WASHINGTON – The United Nations said that Gaza’s post-war reconstruction would require an international effort unseen since the aftermath of World War II, estimating it could cost up to $40 billion.
It came as Hamas chief Ismail Haniyeh struck an optimistic tone over a possible truce and hostage release deal, after weeks of largely stalled negotiations.
There have been reports of sticking points between the militant group and Israel nearly seven months into the war that has devastated the Palestinian territory.
But Haniyeh, head of the militant group’s Qatar-based political bureau, said in calls to Egyptian and Qatari mediators that Hamas was studying the latest proposal with a “positive spirit”.
Much of Gaza has been reduced to a grey landscape of rubble, and the United Nations estimated the cost of reconstruction at between $30 billion and $40 billion.
“The scale of the destruction is huge and unprecedented… this is a mission that the global community has not dealt with since World War II,” assistant secretary-general Abdallah al-Dardari told a briefing in the Jordanian capital Amman according to AFP.
He said “72 percent of all residential buildings have been completely or partially destroyed”.

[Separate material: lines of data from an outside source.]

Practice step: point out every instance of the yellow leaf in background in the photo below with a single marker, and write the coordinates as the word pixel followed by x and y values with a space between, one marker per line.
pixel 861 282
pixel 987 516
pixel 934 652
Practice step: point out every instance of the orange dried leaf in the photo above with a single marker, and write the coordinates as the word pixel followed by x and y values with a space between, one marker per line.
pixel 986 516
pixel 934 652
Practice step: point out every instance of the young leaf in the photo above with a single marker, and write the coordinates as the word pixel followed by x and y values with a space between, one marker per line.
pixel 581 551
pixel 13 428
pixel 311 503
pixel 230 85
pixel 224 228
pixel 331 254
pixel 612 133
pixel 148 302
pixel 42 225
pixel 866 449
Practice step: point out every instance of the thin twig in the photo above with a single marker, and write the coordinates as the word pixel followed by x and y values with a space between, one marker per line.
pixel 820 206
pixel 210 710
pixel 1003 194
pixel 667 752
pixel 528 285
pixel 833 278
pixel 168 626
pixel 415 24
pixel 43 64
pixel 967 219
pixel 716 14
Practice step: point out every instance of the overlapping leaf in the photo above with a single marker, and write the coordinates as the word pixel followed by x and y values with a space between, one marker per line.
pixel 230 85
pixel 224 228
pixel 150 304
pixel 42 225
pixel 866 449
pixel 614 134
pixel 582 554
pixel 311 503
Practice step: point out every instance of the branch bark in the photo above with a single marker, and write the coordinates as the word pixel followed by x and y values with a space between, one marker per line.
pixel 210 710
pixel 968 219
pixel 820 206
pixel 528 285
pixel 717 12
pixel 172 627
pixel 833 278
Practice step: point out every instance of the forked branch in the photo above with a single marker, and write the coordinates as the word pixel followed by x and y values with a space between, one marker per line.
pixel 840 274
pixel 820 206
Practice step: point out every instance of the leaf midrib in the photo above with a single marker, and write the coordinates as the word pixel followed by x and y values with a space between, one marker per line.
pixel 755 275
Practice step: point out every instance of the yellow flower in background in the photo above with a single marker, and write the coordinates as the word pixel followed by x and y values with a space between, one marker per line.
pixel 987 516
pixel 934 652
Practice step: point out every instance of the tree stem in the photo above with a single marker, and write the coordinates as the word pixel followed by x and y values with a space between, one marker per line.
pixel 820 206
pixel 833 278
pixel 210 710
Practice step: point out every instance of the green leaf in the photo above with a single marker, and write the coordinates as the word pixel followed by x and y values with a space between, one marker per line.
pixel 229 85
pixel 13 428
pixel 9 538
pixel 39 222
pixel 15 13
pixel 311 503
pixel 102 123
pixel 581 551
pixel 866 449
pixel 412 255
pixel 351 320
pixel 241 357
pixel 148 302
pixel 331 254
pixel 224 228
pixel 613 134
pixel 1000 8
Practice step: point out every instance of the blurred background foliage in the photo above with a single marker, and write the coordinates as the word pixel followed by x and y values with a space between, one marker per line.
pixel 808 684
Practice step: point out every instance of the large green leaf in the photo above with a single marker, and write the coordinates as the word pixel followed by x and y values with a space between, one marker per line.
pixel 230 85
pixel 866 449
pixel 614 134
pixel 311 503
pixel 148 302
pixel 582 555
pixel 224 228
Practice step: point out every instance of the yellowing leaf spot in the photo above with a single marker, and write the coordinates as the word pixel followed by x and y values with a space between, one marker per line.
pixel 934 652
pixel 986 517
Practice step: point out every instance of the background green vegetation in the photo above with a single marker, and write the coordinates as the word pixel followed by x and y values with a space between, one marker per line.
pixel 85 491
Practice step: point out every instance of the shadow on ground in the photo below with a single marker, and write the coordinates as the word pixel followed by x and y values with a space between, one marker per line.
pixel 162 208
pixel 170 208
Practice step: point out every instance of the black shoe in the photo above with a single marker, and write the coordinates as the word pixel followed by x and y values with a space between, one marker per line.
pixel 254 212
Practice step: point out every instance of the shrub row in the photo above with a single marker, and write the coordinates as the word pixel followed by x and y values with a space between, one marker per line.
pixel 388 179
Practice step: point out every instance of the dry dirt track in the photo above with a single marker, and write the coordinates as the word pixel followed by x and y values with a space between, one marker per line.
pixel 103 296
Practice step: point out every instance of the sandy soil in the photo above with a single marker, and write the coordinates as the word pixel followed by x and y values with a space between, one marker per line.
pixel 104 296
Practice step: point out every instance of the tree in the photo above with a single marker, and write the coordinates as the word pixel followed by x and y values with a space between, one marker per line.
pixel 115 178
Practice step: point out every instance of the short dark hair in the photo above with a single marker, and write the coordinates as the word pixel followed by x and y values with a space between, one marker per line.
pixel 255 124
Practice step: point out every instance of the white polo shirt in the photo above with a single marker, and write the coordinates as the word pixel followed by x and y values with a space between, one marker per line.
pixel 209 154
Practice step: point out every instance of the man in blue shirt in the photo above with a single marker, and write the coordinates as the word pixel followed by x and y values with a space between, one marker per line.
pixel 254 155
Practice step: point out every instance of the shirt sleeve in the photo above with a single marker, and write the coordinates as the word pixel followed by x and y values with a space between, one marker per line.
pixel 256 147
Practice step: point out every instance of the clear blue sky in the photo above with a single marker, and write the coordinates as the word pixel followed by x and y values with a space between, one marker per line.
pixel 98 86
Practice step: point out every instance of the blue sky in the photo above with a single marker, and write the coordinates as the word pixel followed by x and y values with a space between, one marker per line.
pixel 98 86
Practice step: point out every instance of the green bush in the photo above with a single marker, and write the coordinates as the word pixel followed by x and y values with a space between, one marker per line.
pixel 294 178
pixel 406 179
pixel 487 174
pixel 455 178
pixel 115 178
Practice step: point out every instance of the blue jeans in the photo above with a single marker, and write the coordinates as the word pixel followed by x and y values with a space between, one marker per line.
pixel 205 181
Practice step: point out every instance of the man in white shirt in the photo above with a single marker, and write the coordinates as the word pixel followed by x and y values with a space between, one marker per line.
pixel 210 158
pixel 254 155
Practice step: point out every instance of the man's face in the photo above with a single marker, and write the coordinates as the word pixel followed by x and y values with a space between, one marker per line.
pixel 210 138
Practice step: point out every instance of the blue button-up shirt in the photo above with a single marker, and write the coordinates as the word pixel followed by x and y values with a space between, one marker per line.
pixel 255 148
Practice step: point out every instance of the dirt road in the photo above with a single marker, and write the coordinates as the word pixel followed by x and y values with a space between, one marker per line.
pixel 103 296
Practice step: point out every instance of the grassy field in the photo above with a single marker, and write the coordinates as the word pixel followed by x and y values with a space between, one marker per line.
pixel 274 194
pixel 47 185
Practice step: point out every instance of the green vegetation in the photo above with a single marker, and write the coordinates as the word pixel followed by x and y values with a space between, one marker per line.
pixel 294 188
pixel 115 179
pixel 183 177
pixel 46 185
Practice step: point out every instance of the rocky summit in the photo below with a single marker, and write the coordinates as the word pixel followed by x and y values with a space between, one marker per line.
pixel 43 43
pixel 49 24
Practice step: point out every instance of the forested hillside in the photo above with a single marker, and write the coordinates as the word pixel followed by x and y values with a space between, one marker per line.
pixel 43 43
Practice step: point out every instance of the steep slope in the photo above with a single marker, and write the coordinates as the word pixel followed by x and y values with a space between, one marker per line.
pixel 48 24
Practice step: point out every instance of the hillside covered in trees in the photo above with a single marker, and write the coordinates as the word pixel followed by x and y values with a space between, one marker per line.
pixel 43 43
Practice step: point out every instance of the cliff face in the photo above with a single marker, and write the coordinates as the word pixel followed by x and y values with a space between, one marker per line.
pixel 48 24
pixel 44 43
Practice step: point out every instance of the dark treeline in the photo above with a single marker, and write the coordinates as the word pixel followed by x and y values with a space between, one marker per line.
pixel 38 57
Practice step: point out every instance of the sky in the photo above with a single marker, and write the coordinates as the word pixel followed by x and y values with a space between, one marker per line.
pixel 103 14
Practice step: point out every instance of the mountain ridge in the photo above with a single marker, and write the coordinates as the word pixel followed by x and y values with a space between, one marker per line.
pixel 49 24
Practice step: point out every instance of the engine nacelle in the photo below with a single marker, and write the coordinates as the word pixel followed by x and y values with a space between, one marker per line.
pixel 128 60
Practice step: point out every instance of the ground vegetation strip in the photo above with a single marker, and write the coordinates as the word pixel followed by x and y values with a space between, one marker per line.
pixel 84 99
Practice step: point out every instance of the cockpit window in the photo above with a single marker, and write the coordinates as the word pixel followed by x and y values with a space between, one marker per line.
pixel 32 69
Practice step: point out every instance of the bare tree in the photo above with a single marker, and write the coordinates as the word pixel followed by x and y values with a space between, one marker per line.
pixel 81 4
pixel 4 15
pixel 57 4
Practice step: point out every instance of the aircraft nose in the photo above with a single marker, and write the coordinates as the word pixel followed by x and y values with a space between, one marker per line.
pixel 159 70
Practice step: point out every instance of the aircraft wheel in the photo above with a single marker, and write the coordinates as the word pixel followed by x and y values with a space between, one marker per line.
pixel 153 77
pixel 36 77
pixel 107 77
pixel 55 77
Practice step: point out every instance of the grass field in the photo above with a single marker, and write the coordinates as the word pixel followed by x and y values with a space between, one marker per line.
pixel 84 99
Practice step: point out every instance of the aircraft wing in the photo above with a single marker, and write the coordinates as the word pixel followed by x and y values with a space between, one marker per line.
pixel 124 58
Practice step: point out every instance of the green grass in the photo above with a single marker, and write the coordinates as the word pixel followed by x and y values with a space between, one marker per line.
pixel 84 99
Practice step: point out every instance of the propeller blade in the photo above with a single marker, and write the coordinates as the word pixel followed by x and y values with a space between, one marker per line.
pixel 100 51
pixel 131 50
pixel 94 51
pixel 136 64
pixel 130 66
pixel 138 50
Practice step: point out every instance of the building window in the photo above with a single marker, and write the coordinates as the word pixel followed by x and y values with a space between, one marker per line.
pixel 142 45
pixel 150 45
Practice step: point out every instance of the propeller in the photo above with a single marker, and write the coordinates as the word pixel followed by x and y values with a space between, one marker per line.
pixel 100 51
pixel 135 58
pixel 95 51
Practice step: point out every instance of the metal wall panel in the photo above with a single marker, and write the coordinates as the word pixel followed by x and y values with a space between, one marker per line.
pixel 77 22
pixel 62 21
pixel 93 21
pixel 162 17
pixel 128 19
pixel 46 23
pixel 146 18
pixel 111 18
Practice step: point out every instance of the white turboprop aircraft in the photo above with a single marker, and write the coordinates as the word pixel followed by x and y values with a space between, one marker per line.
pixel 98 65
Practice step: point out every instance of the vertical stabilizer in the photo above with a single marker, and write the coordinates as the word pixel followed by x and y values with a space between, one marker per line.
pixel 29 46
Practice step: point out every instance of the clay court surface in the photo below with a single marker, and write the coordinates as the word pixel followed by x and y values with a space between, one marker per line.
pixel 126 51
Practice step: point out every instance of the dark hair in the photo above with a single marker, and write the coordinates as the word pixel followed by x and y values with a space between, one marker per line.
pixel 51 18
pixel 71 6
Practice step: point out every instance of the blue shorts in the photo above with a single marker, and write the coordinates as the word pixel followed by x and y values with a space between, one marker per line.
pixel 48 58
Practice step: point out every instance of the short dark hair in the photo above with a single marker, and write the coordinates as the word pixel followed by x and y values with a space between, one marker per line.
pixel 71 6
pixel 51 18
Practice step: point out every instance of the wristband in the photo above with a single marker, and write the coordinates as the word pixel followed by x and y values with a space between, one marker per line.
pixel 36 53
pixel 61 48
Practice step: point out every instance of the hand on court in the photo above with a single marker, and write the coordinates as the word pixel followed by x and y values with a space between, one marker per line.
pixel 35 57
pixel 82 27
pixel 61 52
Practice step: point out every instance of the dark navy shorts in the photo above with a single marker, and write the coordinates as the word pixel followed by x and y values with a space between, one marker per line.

Reconstruction is made more difficult by the presence of large quantities of unexploded ordnance that Gaza’s Civil Defence agency says triggers “more than 10 explosions every week”.
In response to US pressure, Israel has allowed increased aid deliveries into Gaza in recent days, including through a reopened crossing.
But UN aid chief Martin Griffiths said that “improvements in bringing more aid into Gaza” cannot be used “to prepare for or justify a full-blown military assault on Rafah”.
At south Gaza’s largest hospital, the Nasser Medical Complex in Khan Yunis, which was heavily damaged by fighting in February, foreign aid and borrowed equipment has helped to “almost completely” restore the emergency department, its director Atef al-Hout said.
Witnesses and an AFP correspondent reported air strikes on Khan Yunis Thursday and shelling in the Rafah area, while militants and Israeli troops battled in Gaza City.
Palestinian advocacy groups said that Dr Adnan Ahmed Atiya al-Barsh, orthopaedics chief at Al-Shifa hospital, Gaza’s largest, died last month in Israeli custody, and alleged he had been tortured.
Israel’s military told AFP it was “not aware” of such an incident.
In north Gaza, workers unloaded aid at Kamal Adwan Hospital where Alaa al-Nadi’s son lay motionless in the intensive care unit, his head swathed in bandages.
Nadi, who was also wounded, said she feared the hospital’s power might go out, cutting his oxygen and killing him.
“I call on the world to transfer my son for treatment abroad. He is in a very bad condition,” she said, breaking down.